Orenstein, who has written about girls for nearly two decades (Schoolgirls), finds today's pink and princess-obsessed girl culture grating when it threatens to lure her own young daughter, Daisy. In her quest to determine whether princess mania is merely a passing phase or a more sinister marketing plot with long-term negative impact, Orenstein travels to Disneyland, American Girl Place, the American International Toy Fair; visits a children's beauty pageant; attends a Miley Cyrus concert; tools around the Internet; and interviews parents, historians, psychologists, marketers, and others.

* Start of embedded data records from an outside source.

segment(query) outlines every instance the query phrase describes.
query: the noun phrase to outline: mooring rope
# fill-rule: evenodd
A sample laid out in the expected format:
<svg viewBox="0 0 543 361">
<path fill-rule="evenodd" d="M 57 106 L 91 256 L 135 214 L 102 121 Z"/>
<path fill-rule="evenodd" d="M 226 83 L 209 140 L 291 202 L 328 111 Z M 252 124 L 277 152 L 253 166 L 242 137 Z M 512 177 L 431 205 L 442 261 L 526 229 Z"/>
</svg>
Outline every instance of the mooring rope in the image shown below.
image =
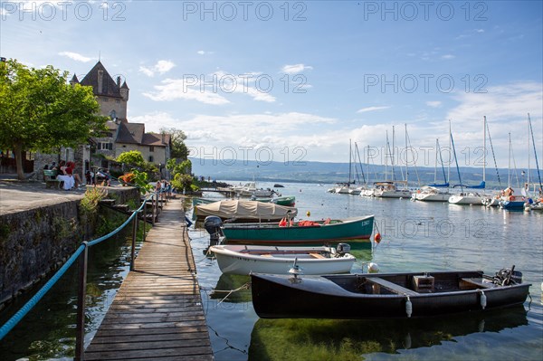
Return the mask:
<svg viewBox="0 0 543 361">
<path fill-rule="evenodd" d="M 228 292 L 228 294 L 223 299 L 221 299 L 221 301 L 219 303 L 217 303 L 217 306 L 219 306 L 221 303 L 223 303 L 223 301 L 224 299 L 228 299 L 228 297 L 231 294 L 233 294 L 233 292 L 237 292 L 237 291 L 242 290 L 249 290 L 249 288 L 251 288 L 251 282 L 243 283 L 242 286 L 238 287 L 235 290 L 213 290 L 214 292 L 219 292 L 219 293 L 221 293 L 221 292 Z"/>
</svg>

While she uncovers some disturbing news (such as the American Psychological Association's assertion that the "girlie-girl" culture's emphasis on beauty and play-sexiness can increase girls' susceptibility to depression, eating disorders, distorted body image, and risky sexual behavior), she also finds that locking one's daughter away in a tower like a modern-day Rapunzel may not be necessary. Orenstein concludes that parents who think through their values early on and set reasonable limits, encourage dialogue and skepticism, and are canny about the consumer culture can combat the 24/7 "media machine" aimed at girls and hold off the focus on beauty, materialism, and the color pink somewhat. With insight and biting humor, the author explores her own conflicting feelings as a mother as she protects her offspring and probes the roots and tendrils of the girlie-girl movement. (Jan.)